Stockfish started game 25 with an eval of 1. Komodo cleared most white pawns on the queen side and exposed the white king, the evals came down. The engines exchanged down to a QRN vs QRN position and the game ended by repetition on move 31. In game 26 Komodo had a small eval advantage from the start. Stockfish gave a rook for a knight early, the engines castled in opposite directions and both pushed pawns facing the opponent's king. The position opened up and most pieces were exchanged. The game reached a RB vs BN ending with only one black pawn. The position was a 7-man draw, it took the engines more than 50 more moves to accept the result.

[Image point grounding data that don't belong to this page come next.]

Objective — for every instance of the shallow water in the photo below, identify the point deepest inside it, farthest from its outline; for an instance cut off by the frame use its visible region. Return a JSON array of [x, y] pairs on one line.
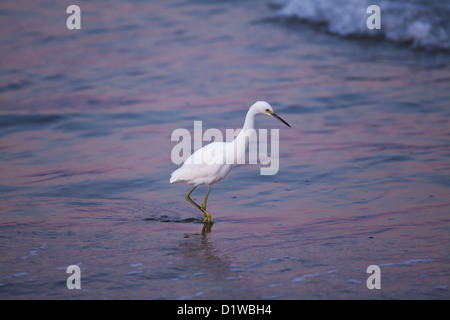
[[85, 125]]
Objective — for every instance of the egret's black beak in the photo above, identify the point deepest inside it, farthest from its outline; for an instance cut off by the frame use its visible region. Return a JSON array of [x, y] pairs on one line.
[[279, 118]]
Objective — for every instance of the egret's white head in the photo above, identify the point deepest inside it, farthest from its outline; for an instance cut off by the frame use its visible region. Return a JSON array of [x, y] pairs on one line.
[[265, 108]]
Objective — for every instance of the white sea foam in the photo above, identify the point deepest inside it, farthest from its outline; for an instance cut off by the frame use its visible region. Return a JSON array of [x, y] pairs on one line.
[[423, 24]]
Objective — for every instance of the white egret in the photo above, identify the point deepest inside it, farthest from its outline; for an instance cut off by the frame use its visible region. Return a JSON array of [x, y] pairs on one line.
[[212, 162]]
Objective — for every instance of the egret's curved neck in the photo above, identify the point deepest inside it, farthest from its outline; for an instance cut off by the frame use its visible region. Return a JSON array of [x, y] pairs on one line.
[[249, 120], [240, 143]]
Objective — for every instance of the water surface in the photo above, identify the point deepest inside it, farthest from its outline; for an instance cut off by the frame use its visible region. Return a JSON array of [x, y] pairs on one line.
[[85, 125]]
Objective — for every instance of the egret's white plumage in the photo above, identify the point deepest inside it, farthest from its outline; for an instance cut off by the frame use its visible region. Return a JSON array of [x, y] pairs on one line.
[[214, 161]]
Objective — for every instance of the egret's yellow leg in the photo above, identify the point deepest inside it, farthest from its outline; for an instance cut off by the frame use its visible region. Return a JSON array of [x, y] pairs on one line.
[[206, 215], [188, 198], [206, 198]]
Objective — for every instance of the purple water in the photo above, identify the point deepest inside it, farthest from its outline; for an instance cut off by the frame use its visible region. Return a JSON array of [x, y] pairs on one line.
[[85, 125]]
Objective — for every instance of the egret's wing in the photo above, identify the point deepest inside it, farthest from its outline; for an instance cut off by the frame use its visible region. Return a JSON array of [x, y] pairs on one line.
[[202, 165]]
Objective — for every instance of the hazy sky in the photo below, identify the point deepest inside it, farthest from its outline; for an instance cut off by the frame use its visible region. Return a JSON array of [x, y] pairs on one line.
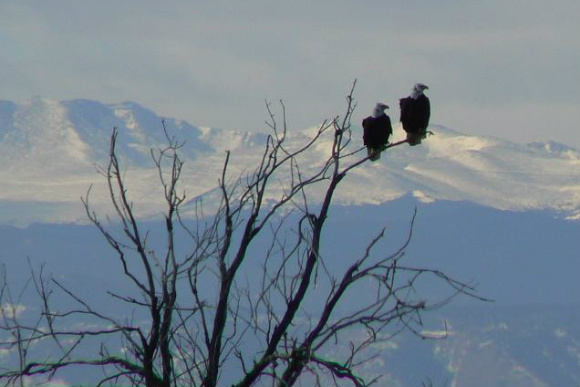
[[507, 68]]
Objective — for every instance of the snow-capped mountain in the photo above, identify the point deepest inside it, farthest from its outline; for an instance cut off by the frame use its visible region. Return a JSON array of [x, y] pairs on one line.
[[49, 149], [524, 259]]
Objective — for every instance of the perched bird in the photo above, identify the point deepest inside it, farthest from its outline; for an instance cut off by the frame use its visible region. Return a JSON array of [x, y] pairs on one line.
[[376, 131], [415, 113]]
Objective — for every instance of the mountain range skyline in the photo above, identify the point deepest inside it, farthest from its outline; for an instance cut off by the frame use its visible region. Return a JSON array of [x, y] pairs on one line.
[[49, 150]]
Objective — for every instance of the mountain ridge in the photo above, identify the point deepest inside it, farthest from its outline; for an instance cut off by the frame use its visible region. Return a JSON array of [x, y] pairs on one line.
[[47, 143]]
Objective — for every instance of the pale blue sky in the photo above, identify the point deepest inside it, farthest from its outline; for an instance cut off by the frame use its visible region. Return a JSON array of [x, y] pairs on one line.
[[495, 67]]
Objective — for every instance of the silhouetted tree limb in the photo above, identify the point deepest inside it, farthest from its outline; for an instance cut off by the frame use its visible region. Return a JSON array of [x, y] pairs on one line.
[[237, 331]]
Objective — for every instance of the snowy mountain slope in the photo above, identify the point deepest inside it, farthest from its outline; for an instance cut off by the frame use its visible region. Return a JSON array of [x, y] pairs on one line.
[[48, 150]]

There were many early exchanges in game 27, and only RRB vs RRB were left on move 26. Evals were at 0 for the rest of the game, ending in a tablebase draw. In game 28 there were again early exchanges and only RBB vs RBN remained on move 22. Komodo was hopeful for a while but the game reduced to an opposite color bishop ending. Komodo was a pawn up but not enough for more than a draw.

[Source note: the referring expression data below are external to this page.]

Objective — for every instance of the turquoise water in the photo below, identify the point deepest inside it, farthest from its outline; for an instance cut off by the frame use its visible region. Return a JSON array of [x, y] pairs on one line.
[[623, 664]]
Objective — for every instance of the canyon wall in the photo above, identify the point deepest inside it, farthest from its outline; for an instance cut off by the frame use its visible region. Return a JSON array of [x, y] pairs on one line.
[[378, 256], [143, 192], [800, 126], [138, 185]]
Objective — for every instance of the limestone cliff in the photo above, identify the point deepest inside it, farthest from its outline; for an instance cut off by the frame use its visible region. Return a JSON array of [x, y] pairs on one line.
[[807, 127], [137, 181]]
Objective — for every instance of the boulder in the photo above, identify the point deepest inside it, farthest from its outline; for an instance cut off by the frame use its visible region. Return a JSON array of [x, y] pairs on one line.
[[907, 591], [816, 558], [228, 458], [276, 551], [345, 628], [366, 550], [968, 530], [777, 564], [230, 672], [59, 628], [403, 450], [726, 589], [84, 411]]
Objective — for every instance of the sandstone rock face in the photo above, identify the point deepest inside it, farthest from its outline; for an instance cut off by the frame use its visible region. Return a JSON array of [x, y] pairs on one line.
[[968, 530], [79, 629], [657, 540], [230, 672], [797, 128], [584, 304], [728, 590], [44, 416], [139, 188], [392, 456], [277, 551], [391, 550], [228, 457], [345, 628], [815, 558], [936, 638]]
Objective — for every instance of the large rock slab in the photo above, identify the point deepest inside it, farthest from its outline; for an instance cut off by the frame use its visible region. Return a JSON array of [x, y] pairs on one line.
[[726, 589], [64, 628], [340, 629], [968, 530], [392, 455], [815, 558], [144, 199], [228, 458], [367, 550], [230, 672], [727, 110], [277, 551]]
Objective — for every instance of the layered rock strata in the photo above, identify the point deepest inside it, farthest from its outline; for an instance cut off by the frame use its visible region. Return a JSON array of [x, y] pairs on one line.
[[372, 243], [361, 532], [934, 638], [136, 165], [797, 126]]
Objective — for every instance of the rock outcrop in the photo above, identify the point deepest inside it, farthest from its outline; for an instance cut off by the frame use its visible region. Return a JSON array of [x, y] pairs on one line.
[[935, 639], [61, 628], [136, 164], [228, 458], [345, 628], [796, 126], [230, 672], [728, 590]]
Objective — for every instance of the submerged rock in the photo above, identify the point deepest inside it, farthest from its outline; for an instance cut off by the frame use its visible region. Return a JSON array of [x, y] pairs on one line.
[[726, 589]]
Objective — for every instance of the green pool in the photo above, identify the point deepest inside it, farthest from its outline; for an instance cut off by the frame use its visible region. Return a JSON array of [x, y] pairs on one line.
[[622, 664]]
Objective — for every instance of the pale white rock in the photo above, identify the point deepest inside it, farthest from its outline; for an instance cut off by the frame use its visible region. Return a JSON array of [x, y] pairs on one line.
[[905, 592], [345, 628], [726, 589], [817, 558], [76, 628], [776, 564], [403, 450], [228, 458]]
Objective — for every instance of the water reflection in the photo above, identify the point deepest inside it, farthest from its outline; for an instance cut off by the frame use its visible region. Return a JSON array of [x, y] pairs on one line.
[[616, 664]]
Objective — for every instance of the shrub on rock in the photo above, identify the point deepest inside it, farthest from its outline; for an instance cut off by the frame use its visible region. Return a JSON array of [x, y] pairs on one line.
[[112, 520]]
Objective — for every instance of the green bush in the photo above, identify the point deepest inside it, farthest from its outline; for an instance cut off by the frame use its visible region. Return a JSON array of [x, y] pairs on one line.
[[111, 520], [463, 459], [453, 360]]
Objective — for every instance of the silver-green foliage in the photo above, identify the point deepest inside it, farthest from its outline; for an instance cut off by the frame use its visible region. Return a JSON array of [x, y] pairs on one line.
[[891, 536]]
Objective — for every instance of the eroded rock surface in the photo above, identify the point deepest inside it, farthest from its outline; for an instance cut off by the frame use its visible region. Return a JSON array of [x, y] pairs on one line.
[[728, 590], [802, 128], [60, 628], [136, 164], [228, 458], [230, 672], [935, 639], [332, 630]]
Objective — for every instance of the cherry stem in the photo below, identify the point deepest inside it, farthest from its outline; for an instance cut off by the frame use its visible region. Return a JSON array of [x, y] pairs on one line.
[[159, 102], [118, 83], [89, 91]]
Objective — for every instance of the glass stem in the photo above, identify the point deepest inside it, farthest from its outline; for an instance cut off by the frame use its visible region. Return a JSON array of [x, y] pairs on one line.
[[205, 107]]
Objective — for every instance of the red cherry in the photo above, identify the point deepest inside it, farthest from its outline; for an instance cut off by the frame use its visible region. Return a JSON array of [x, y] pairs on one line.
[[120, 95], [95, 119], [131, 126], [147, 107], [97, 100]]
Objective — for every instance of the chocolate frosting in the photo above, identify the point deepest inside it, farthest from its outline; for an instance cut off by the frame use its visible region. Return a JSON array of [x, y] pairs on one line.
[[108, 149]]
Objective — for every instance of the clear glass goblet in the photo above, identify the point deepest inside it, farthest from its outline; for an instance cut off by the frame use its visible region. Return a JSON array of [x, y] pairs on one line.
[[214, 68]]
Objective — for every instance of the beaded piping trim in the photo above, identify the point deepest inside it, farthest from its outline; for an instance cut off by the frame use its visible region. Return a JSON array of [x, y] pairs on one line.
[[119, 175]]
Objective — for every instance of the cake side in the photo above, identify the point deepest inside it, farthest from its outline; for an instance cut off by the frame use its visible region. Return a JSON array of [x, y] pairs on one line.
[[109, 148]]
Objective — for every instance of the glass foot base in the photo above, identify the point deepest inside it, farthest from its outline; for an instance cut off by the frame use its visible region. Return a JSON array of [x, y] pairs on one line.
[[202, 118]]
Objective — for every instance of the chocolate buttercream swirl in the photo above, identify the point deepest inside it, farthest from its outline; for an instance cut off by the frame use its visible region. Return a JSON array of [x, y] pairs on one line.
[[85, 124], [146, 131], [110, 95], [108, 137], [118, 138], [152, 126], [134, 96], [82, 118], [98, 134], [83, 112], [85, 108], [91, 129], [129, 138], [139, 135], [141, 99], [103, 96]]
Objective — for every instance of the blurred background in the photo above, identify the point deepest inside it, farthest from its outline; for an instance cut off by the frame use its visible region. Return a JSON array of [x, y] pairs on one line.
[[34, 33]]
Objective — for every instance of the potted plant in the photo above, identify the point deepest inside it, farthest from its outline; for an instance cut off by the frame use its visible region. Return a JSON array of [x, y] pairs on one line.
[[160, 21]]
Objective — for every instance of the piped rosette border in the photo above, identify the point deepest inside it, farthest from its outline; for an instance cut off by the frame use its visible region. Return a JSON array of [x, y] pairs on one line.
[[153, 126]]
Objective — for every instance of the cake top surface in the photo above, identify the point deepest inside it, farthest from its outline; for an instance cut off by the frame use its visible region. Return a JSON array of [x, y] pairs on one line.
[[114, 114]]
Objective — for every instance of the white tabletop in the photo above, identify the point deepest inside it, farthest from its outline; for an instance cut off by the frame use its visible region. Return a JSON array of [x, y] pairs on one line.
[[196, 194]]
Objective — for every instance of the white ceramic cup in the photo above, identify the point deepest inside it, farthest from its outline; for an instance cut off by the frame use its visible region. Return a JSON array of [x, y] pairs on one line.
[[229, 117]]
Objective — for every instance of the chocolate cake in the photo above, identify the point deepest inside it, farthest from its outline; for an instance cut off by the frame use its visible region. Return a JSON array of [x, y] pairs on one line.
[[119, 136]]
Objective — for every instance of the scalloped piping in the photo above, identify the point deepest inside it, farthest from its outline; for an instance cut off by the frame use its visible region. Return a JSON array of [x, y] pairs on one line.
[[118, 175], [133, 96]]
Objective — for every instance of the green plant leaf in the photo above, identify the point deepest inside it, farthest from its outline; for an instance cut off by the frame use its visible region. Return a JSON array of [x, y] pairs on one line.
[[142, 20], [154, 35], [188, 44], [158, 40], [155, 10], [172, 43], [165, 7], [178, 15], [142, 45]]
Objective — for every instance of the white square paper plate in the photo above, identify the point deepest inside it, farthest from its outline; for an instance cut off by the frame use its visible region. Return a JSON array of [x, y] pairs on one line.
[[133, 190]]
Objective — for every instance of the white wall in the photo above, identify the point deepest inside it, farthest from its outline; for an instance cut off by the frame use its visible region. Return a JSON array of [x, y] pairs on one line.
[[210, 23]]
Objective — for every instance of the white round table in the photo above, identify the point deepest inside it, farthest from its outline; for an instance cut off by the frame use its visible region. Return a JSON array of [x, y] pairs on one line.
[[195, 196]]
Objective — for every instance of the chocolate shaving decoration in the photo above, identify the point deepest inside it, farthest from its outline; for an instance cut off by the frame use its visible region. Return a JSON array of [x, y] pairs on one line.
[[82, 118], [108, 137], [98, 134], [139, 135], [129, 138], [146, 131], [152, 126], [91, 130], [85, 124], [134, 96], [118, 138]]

Stockfish started game 29 with an eval advantage under 1. It pushed pawns on the king side, creating a space advantage while leaving its king a little exposed. Most pawns remained on the board and almost all of Komodo's pieces stayed confined behind the pawns. Stockfish pushed a pawn to h6 forcing the black DS bishop to the corner almost trapped.
A few moves later the trap for the black bishop for complete. Evals gradually increased as the engines shuffled for a while and Stockfish opened the queen side. Stockfish's eval was over 4 though material was still equal, Komodo couldn't untangle itself.
Komodo gave a rook to get rid of the strong white LS bishop. The engines exchanged a few more pieces, both evals showed that Stockfish was winning.
Essentially Komodo was playing a rook down at this point, the game was adjudicated before Stockfish won more material.
In the reverse game 30 Komodo kept its king side pawns back. The engines exchanged pieces on the queen side and evals came down to 0. The game reached a BB vs BN position and was adjudicated by the draw rule.